Faster than a man, and so much less. And just a little bit colder inside.

The field sensors weren’t sensitive enough to register that difference, of course. To see the truth from heat signatures alone you’d need to look inside the very head of your target, to squint until you could see deltas of maybe a tenth of a degree. You’d look at the hippocampus, and see that it was dark. You’d listen to the prefrontal cortex, and hear that it was silent. And then maybe you’d notice all that extra wiring, the force-grown neural lattices connecting midbrain to motor strip, the high-speed expressways bypassing the anterior cingulate gyrus—and those extra ganglia clinging like tumors to the visual pathways, fishing endlessly for the telltale neural signatures of seek and destroy .

It would be a lot easier to spot those differences in visible light: Just look into the eyes, and see nothing at all looking back. Of course, if it ever got that close you’d be dead already. It wouldn’t leave you time to beg. It wouldn’t even understand your pleas. It would simply kill you, if that’s what it had been told to do, more efficiently than any conscious being because there was nothing left to get in the way: no second thoughts, no pulled punches, not even the basic glucose-sucking awareness of its own existence. It was stripped down to pure reptile, and it was dedicated .

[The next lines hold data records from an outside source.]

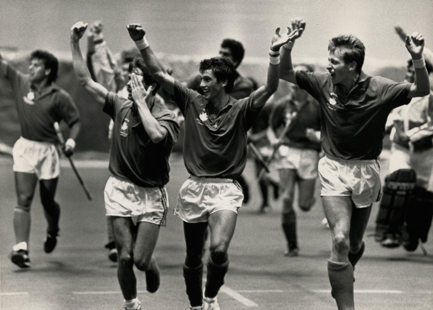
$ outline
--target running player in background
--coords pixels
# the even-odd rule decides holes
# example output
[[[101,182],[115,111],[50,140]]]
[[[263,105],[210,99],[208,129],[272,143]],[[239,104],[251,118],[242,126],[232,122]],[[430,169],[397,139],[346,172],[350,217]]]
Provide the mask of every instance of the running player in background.
[[[308,65],[296,66],[294,70],[314,71]],[[280,145],[275,161],[283,193],[281,226],[287,240],[284,254],[296,256],[299,249],[293,205],[294,189],[297,185],[299,208],[309,211],[316,201],[314,189],[321,148],[320,107],[308,93],[294,85],[291,93],[275,104],[270,123],[271,144]],[[288,125],[287,133],[280,141],[277,137]]]
[[[237,100],[248,97],[257,89],[258,86],[257,83],[252,79],[242,77],[236,70],[242,62],[245,54],[243,45],[239,41],[234,39],[225,38],[221,42],[219,51],[220,57],[226,57],[230,59],[235,67],[235,81],[230,96]],[[200,87],[200,75],[194,74],[187,82],[186,86],[203,95],[203,90]],[[249,186],[248,183],[242,175],[236,179],[236,181],[239,182],[242,188],[244,194],[243,202],[247,203],[249,200]]]
[[[302,20],[292,27],[305,29]],[[281,51],[281,78],[308,91],[321,111],[321,140],[325,157],[319,164],[321,195],[332,247],[328,274],[338,309],[353,309],[353,268],[365,249],[362,241],[373,202],[380,198],[380,168],[385,124],[392,109],[430,93],[422,55],[424,38],[406,37],[415,83],[397,83],[362,72],[365,48],[353,35],[330,42],[328,72],[297,71],[292,65],[294,40]],[[374,134],[372,134],[374,133]]]
[[[200,87],[204,94],[200,95],[164,72],[141,25],[126,28],[151,74],[174,96],[185,116],[184,160],[191,176],[179,191],[174,209],[184,221],[187,249],[184,276],[191,308],[217,310],[217,295],[228,268],[227,251],[243,198],[236,179],[245,166],[246,132],[277,90],[279,50],[291,37],[283,34],[272,38],[266,85],[237,100],[229,95],[235,77],[229,59],[214,58],[200,62]],[[202,256],[208,225],[210,254],[202,292]]]
[[[55,247],[58,235],[60,208],[54,200],[60,172],[59,141],[55,122],[63,120],[71,129],[63,147],[72,154],[81,128],[78,111],[72,98],[56,85],[58,62],[51,53],[37,50],[30,55],[29,74],[10,65],[0,55],[1,74],[10,83],[18,110],[21,137],[13,146],[13,171],[18,202],[13,211],[16,244],[11,260],[19,267],[30,267],[29,244],[30,206],[39,181],[41,201],[48,222],[44,250]]]
[[[79,45],[87,28],[87,24],[79,22],[71,29],[74,69],[80,84],[114,121],[109,167],[112,176],[104,200],[118,251],[117,277],[124,307],[136,310],[141,307],[134,265],[145,272],[148,291],[154,293],[159,286],[153,253],[160,227],[165,225],[168,158],[179,125],[174,114],[155,97],[160,85],[141,60],[133,61],[128,99],[92,80]]]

Less than a kilometer away now.

Something inside Daniel Brüks split down the middle. One half clamped its hands over its ears and denied everything— what the fuck why would anyone must be some kind of mistake— but the other remembered the universal human fondness for scapegoats, the thousands who’d died thanks to dumb ol’ Backdoor Brüks, the odds that at least one of those victims might have been survived by next of kin with the resources to set a military-grade zombie on his trail.